Le livre par Walter Veltroni, « Le plus beau du monde »dédié à la constitution italienne, se trouve au centre d'un Controverse scolaire et politique. Le texte a été distribué dans une école primaire de Buccinasco, aux portes de Milan, par le maire accompagné d'un conseiller, dans un projet de lecture dans les écoles.

Selon certains parents, le texte favorise Thèmes de genre et positions à gauchelibérant des réactions politiques de certains représentants de la Alliagey compris le vice-préréprété Matteo Salvini.

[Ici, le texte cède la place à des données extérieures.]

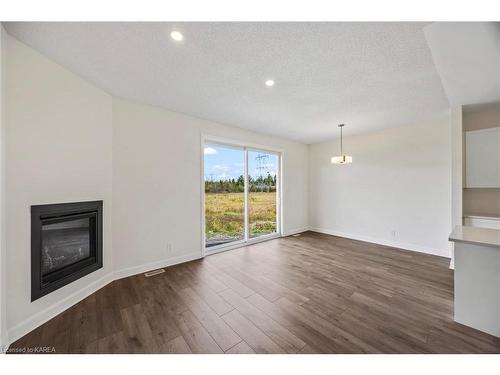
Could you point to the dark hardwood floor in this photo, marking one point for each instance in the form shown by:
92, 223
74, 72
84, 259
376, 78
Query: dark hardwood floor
309, 294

De plus, la plainte déposée par les parents a déclenché certains Contrôles du bureau de l'école Lombardie sur l'exactitude de la propagation du texte.

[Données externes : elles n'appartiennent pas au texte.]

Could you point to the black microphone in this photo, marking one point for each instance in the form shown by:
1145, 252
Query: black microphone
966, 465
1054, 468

Pour défendre le livre de Veltroni, certains représentants du Parti démocrate, soulignant que son contenu parle de constitution et que les écoles jouissent d'une autonomie.

La lettre des parents

La controverse est née d'un lettre ouverte de certains parents, qui accusent le livre de faire « une utilisation inappropriée et exploitée » de la Constitution pour Promouvoir « LGBT et campagnes de genre ».

La lettre critique en particulier certaines histoires, comme celle d'un mec homosexuel Pendant le fascisme, il a envoyé sa petite sœur pour apporter des cartes d'amour à son petit ami; d'un Young sicilien, victime de la mafiaqui en ces temps de pauvreté a été contraint d'utiliser les chaussures avec les talons de tante; Et l'histoire de Deux filles lesbiennes Battez parce que vous trouvez dans l'intimité, et ainsi de suite avec d'autres histoires.

Le maire: « c'est surréaliste »

Le maire de Buccinasco, Rino Pruiti, comme indiqué 'Milanotoday' défini la question « surréaliste« , spécifiant que l'administration n'a pas choisi le livre, mais a suivi l'indication des enseignants des classes.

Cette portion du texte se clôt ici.